Le balancier du sentiment bascule sans cesse

14janvier19
-IAM, News

Marc-Christian Bollet, Head of Client Relationship Management

Les risques politiques ont entrainé les actions à la baisse alors que les marges bénéficiaires des sociétés sont restées solides et que la croissance économique globale est restée résiliente. Mais ce ne sont pas seulement les actions qui ont subi les impacts politiques. Pratiquement toutes les classes d’actifs ont été touchées comme l’immobilier, les obligations à haut rendement, ou encore le pétrole. Nous avions anticipé une augmentation de la volatilité mais son amplitude nous a surpris. En effet, pour donner un exemple, le marché suisse ne corrigeait « que » de -1.5% à la fin novembre mais terminait l’année avec une baisse de -8.6%. Durant le mois de décembre, qui a été le pire mois de décembre depuis 1931 pour le S&P500, les risques géopolitiques (conflit commercial USA vs Chine, Brexit, Shutdown US, Gilets jaunes) ont pris le dessus et les investisseurs ont réduit leurs risques.
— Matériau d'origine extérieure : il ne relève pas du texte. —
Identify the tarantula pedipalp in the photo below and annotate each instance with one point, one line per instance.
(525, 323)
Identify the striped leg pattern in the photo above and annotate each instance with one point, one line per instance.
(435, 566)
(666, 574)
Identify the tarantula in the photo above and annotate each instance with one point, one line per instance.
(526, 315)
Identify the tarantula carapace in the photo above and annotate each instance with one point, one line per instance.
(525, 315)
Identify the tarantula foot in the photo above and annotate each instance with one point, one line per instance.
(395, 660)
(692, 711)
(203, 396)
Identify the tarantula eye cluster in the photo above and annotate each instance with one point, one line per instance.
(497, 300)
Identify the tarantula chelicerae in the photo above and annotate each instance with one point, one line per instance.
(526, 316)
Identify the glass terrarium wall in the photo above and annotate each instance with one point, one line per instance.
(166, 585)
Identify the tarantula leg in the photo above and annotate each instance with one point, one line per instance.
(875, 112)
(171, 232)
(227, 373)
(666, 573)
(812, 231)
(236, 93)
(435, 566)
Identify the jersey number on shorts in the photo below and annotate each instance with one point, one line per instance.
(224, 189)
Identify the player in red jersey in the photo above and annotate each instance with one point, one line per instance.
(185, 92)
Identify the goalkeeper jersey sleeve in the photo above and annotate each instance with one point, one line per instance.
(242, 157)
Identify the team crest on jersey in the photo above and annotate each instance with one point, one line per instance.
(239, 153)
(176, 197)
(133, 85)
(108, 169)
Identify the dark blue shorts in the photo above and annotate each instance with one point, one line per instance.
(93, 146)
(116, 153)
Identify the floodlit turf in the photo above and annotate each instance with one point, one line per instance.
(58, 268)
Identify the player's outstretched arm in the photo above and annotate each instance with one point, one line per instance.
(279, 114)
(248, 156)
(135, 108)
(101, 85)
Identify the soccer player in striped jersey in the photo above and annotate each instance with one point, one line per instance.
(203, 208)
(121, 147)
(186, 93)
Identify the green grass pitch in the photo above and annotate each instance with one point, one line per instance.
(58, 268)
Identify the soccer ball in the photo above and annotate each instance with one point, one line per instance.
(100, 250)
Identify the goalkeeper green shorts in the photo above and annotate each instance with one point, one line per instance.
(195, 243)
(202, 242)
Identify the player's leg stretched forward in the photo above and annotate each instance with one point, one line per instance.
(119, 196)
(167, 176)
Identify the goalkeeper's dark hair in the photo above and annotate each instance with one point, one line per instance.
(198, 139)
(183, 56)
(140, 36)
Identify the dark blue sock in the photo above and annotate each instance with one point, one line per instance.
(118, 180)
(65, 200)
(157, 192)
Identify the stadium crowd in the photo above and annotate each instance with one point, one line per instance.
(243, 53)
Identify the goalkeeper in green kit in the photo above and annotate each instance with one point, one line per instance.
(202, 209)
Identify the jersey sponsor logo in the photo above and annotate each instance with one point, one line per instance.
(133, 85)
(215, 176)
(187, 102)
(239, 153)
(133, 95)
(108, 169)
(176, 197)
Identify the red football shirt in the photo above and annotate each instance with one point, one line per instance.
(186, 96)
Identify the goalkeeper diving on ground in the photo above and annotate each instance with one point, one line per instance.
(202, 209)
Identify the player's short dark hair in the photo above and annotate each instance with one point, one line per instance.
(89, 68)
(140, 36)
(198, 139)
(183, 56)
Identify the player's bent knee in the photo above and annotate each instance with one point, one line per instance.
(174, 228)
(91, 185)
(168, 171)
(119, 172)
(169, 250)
Après la récente correction observée, la valorisation des marchés actions revient dans les normes historiques. Les indices boursiers ont baissé alors que les bénéfices des sociétés ont continué à croître, réduisant ainsi la cherté des actions. Le ciel ne s’est pas encore dégagé et les nuages politiques et économiques sont toujours présents, c’est pourquoi, la sélection des valeurs restera primordiale durant l’année à venir.